Is that a sensible solution? No, as it imposes the costs of inflation on all of us. I don't know anyone eager to revisit the 1970s (in terms of economic performance or fashion). |
Can anyone prove that the amount of entitlement debt that will have to be "covered" by the government actually just crediting bank accounts, will be inflationary? No one has.
Is it a possibility? You bet. In fact, I'm surprised that long-term interest rates haven't climbed more than they have. (When long-term lenders fear inflation, they demand higher interest rates to protect against that contingency.) |
Long-term interest rates haven't climbed because the Fed has been setting them lower. No wonder he's, "surprised." He doesn't see the connection.
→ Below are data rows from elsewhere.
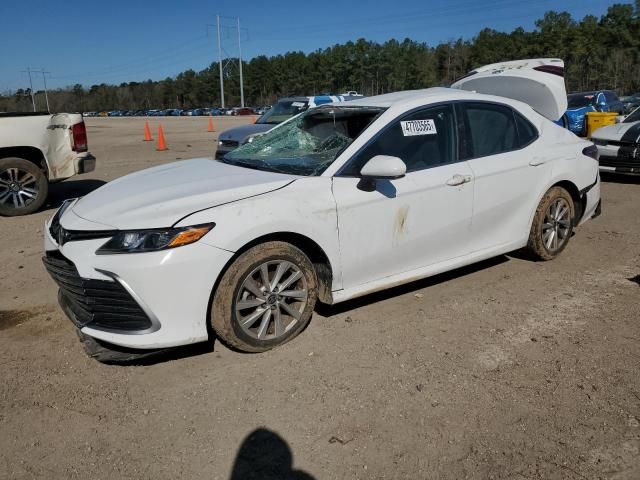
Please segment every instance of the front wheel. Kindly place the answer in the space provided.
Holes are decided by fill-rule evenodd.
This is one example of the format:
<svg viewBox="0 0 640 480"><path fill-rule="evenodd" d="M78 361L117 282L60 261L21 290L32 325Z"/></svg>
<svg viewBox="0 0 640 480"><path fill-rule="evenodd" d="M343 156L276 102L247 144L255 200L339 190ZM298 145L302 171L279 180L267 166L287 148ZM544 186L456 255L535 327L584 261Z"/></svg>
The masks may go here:
<svg viewBox="0 0 640 480"><path fill-rule="evenodd" d="M15 217L38 210L47 199L44 172L23 158L0 159L0 216Z"/></svg>
<svg viewBox="0 0 640 480"><path fill-rule="evenodd" d="M533 217L527 250L540 260L552 260L569 243L575 206L569 192L553 187L540 200Z"/></svg>
<svg viewBox="0 0 640 480"><path fill-rule="evenodd" d="M309 323L318 298L313 264L297 247L268 242L227 269L213 297L211 326L228 345L263 352L288 342Z"/></svg>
The solution to all this is straightforward: Spend less than we take in, and use the surplus to pay down debt. At the risk of lapsing into economics jargon, yes, this is going to suck. Think about it: Americans don't like their current tax bills -- which aren't even high enough to pay for our current spending, let alone the bills we've run up from the past. In the future, we will have to pay more and get less. |
What he calls a "solution" is a path of economic ruin. By "spending less than it takes in" the government would, in short order, deplete all the private savings and private wealth of the nation. Since government debt (Treasuries) are an asset, by "paying them off" the government effectivley reduces the amount of assets held by the public with no concomittant decrease in the public's liabilities, thus resulting in lower net worth of households. This is his, "solution."
But we've done it before. We paid off the debt accumulated during World War II. In fact, the ensuing decades saw some of the most impressive gains in wealth and productivity in American history. But it will require a radical change from what we're doing now. |
Yes, it was the gains in wealth that reduced the size of the debt. The debt didn't go away, it just became smaller relative to the overall economy as the economy grew. That's the real solution: get the economy growing again.
An economic recovery will help. But we can't pretend that will be enough. We need to raise taxes, cut spending, and/or reform our entitlement programs. Probably all three, and in a serious way. |
Can't pretend? Is this guy serious? Economic growth is the ONLY way to reduce the deficit without impoverishing the private sector.
Will that dampen economic growth in the short run? Yes. Will it jeopardize important social programs? Yes. Will it compromise our ability to make important public investments? Yes. Does it limit what we can spend on healthcare reform? Yes. |
Will it reduce output and incomes? Yes. Will it impoverish more people? Yes. Will it reduce our standard of living relative to the rest of the world? Yes. Will only a small percentage of Americans even have health care if we follow him? Yes.
But as Ben Franklin would have pointed out, we should have thought about that before ordering room service and then charging it to a credit card. |
As Ben Franklin said, "Neither a borrower nor LENDER be."